Sly led the way to the next hole. Somehow the conversation took on a mind of its own, twisting into an elaborately ridiculous and highly nuanced 'would you rather'. Such a topic was destined to be amusing to her that she had forgotten to keep score. But she had to admit this place really did well with the detailed cheesy factor with each and every mini course. She struggled with the pond one too... She was kind of perturbed that they actually used... real water. Now that was irritating.. Especially when she kept hitting that dumb ball out of bounds and into.. You guessed it.. More water. Of course, her ball ended up in places that were not supposed to be part of the course. Sly didn't seem to fair much better with that one. But he was getting better. If only Harley could say the same, her performance was rather hit-and-miss. She either blew it out of the park or crashed and burned impressively so. But she did score a grand total of one hole-in-one. Dinosaurs were apparently her lucky charm. It was impressive with all the teasing and talking that they made it through the whole course.
Sly recapped the ones he hadn't quite done so great on... claiming that some of those holes were not his talent. "We just won't add those ones to your professional resume." Harley offered. She was content to leave out all of her her abysmal playing moments when Sly was content to remind her of them, earning him an all too dramatic sigh. "They really did Ireland dirty, I agree. I have no sympathy for the little green man." Anyone ever wonder where they got that pot of gold hm? But it wasn't that. No. Gnomes like leprechauns kind of freaked her out.. as silly as it sounded. It was something about the look in their eyes, soulless plotting eyes from hell. Although she hadn't intended to hit the leprechaun with such force... she had to admit she took great pleasure in nearly sending its head flying clean off. "I guess you were right about the extreme sport being hazardous." Yeah to little green men, if the scuff her ball left behind wasn't proof enough.
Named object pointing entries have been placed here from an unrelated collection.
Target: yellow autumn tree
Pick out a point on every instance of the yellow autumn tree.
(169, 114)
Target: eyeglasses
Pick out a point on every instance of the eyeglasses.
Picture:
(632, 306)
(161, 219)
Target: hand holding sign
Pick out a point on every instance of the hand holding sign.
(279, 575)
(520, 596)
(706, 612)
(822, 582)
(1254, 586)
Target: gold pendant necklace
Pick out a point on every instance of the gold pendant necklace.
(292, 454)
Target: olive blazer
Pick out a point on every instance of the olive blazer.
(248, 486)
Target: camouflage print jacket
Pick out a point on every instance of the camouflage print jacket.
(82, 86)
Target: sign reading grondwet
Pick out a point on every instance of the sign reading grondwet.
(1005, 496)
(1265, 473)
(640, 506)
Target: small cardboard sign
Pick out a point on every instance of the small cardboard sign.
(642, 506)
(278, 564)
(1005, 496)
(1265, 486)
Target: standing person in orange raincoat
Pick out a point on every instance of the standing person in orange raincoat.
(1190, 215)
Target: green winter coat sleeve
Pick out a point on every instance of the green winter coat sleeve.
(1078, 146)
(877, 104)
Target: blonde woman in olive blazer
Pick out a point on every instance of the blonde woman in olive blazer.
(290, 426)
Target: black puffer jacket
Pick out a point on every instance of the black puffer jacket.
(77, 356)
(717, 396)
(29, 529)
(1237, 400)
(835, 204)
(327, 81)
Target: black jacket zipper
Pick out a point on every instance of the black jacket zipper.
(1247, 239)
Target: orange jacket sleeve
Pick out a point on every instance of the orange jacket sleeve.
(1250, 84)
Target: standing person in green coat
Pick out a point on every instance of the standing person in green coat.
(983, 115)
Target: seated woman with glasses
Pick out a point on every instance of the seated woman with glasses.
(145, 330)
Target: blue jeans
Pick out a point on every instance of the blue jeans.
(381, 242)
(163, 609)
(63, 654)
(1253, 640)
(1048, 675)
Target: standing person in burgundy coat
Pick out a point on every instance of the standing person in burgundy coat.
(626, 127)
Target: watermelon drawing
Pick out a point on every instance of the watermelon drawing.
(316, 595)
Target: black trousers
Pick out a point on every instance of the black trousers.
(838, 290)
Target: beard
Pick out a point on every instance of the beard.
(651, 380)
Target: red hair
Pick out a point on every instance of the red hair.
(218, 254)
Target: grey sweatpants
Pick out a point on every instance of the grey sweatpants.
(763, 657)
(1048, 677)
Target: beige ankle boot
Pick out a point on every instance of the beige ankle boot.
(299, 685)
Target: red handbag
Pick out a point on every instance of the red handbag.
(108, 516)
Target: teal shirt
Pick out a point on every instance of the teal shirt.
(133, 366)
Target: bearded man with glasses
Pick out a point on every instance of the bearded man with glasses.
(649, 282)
"I felt bad for Paris too.. not sure why people need to throw in a giant baguette every time someone suggests something French." She questioned out loud, as far as Harley was concerned the baguette was synonymous with the eggplant. Yeah it was most certainly a euphemism.
The pair began to head toward the exit, but not without returning their putters, walking side by side but Sly apparently had conveniently forgotten to keep score, just like she did. She doubted Mihai was keeping track either... Not with how interested he was in the pair and that ball too.Although Sly opened that metaphorical door wide and gave her one hell of an opportunity. One that she seized after being prompted with who won. "You know. Pretty sure it was me. Plus I get bonus points for pointing out the Karen who did in fact complain to the manager about Mihai being a fire hazard." Of course, nothing amounted to it besides one irritated PTA soccer mom who did not get what she wanted, which was usually not how things typically went. "How could anyone get mad at that face?" She gestured lightly toward the flaming pup as they stepped out into the fresh night air.
She stopped to consider that she never thought mini-put, aka chasing after neon balls for over an hour could actually be kind of fun... but there she was, proven wrong.